The video clip that illustrates ‘I’m Your Girl Right?’, the first preview of Tove Lo’s album ‘ESTRUS’, begins almost like a chapter of ‘The Testaments’. Young people uniformed and disciplined through instruction and obedience, in an ecclesiastical and barracks environment (the clip is shot in Brazil, in an old monastery on the outskirts of Sao Paulo), as if it were a boarding school in Gilead or any theocratic dictatorship.

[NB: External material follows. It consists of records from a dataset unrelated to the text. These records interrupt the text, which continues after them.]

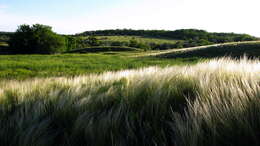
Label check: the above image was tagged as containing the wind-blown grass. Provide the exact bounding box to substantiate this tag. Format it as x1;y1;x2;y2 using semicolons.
0;58;260;146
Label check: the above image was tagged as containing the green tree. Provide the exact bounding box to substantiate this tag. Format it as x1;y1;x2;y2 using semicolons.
9;24;66;54
88;36;100;46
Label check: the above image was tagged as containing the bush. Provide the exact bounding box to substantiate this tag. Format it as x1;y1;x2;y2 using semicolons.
9;24;66;54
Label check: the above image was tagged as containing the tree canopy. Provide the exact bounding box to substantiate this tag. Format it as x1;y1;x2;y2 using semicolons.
9;24;66;54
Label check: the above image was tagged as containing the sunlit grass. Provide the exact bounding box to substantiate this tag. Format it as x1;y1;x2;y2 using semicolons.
0;58;260;146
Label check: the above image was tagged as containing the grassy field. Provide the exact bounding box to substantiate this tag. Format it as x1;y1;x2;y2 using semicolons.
0;55;260;146
85;36;180;44
158;41;260;58
0;52;200;80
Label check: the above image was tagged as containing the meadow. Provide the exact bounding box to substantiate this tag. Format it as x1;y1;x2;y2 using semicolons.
97;36;181;44
0;58;260;146
0;30;260;146
0;51;201;80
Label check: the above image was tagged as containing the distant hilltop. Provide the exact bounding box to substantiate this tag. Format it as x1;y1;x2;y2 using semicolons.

But a little love note in the dining room is enough for the established order to be blown up like Zapatero’s reputation. The emergence of desire acts like a virus that infects this ecosystem of repression, transforming obedience into drive and submission into liberation. Suddenly, we go from the dystopian puritanism of ‘The Testaments’ to the dancing eroticism of Guadagnino’s ‘Suspiria’ or the bodily delirium of ‘Climax’, by Gaspar Noé.
The great value of the clip is that it narrates this transformation almost exclusively through the body and the staging: the lights change, the editing speeds up, the frames stop being geometric, and the dance abandons martial rigidity to surrender to an anarchic and contagious sensuality. The visual discipline of the boot decomposes at the same pace as the moral order it represents: where before there was symmetry, control and obedience, chaos, desire and a kind of collective liberation erupt.